Water well drillers WB&AD Morgan have produced a tailormade solution to the problem of dealing with the waste that arises from drilling boreholes in an environmentally friendly, efficient way. Built to their own specification, their innovative MC80 Mud Trailer system provides the answer to a long-standing problem.
The ‘arisings’ are a combination of drilling mud and suspended debris resulting from drilling operations. Containing and recovering fluids traditionally necessitated the use either of excavated settlement lagoons, or a series of skips to hold and allow settlement of the arisings, prior to recycling fluid down the drill string.
Both of these methods create problems:
An excavated lagoon needs a large area of ground. And when work is completed, this must be reinstated. Open lagoons raise health and safety concerns: they should not be deeper than a metre, with battered sides for ease of access should someone fall in.
An impervious liner is usually needed to prevent excessive leakage, and at the end of the project material must be excavated to remove the liner, enabling ground to return to its original condition. Creating a lagoon impacts upon space, and is expensive.
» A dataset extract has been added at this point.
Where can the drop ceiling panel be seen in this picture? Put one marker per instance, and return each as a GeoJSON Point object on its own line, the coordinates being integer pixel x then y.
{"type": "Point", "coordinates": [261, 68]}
Using of a series of skips creates its own problems too—containers of sloppy waste that are difficult to manage and expensive to dispose of.
While the waste disposal industry can readily handle solids or liquids, a mixture of the two presents difficulties.
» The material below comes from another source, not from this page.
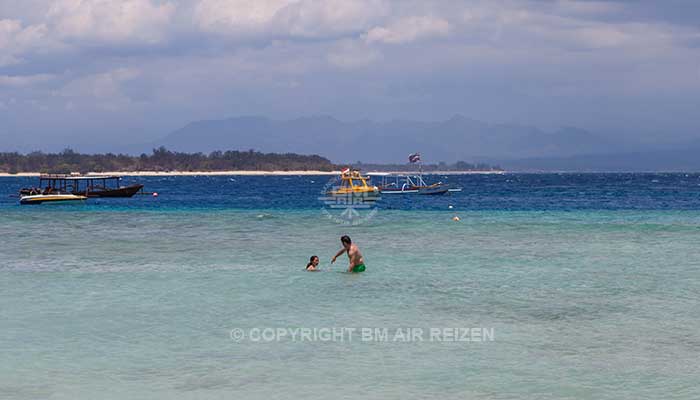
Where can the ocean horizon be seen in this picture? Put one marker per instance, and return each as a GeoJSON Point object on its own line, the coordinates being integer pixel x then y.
{"type": "Point", "coordinates": [549, 286]}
Neither lagoons nor skips utilise any mechanical action and are inefficient, and will not return adequately cleansed quantities of drilling fluid for boring operations.
Mobile mud cleaning
Over the summer of 2005, in conjunction with Lloyd Engineering, Morgans designed and constructed a unique mud cleaner. This is a self-contained mobile unit which allows the drill cuttings to be separated from the drilling fluids. Cuttings are disposed of directly to a skip, and the fluids recycled.
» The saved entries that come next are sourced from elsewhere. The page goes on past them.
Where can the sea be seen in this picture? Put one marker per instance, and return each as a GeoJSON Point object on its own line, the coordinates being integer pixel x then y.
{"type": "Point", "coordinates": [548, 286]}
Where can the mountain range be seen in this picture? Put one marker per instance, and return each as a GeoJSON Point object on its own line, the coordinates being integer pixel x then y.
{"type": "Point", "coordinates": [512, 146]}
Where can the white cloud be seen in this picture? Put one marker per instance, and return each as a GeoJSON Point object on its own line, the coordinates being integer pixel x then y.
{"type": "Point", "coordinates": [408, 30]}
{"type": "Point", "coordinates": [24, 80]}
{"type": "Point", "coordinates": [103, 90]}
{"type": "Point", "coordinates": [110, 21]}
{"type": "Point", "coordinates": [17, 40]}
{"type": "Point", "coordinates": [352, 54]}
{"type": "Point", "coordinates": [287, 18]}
Mounted on a 14-metre long trailer, the unit is based around a highly efficient PSD MC80, so the need to specially install mud cleaning equipment on each site is eliminated.
The MC80 is a high performance mud cleaner employing a double deck screening system, mounted on a hollow section steel frame with underflow tank and mud feed chute.
Mechanical particle recovery
Larger particles such as gravels and coarse sands are removed first using a Rigtech VSM 300 fifth-generation shaker. This is a high performance, linear motion and double motor shaker with inverter speed control. In the top deck pre-tensioned screens, usually 10 to 30 mesh and held in place by pneumatic bladders.
Fine particles are removed at the lower deck, which uses four pre-tension stainless steel fine 84 to 250 mesh screens with pneumatic clamping for ease of use.
Screens in both sections vibrate, with oscillation rates controlled by the operator via the inverter speed control.
Fluids are passed through a Sveldala 100 x 75 centrifugal hydrocyclone feed with a 22kw motor, and four 5-inch hydrocyclones which help recover more waste.
Fluid ready to return to the drilling rig is transferred from the MC80 to the holding tank via a high volume (100m3/hr) 6m head CD100M 5.5kw horizontal end suction pump. This is powered by a super-silenced JS88k 88kw generator mounted at the front of the trailer, which also powers shaker motors and pumps.
Finally, fluids are pumped to a 20 cubic metre holding-and-settlement tank fitted with three internal weirs/baffles which progressively reduce the velocity of flow, allowing remaining fine residual material to settle.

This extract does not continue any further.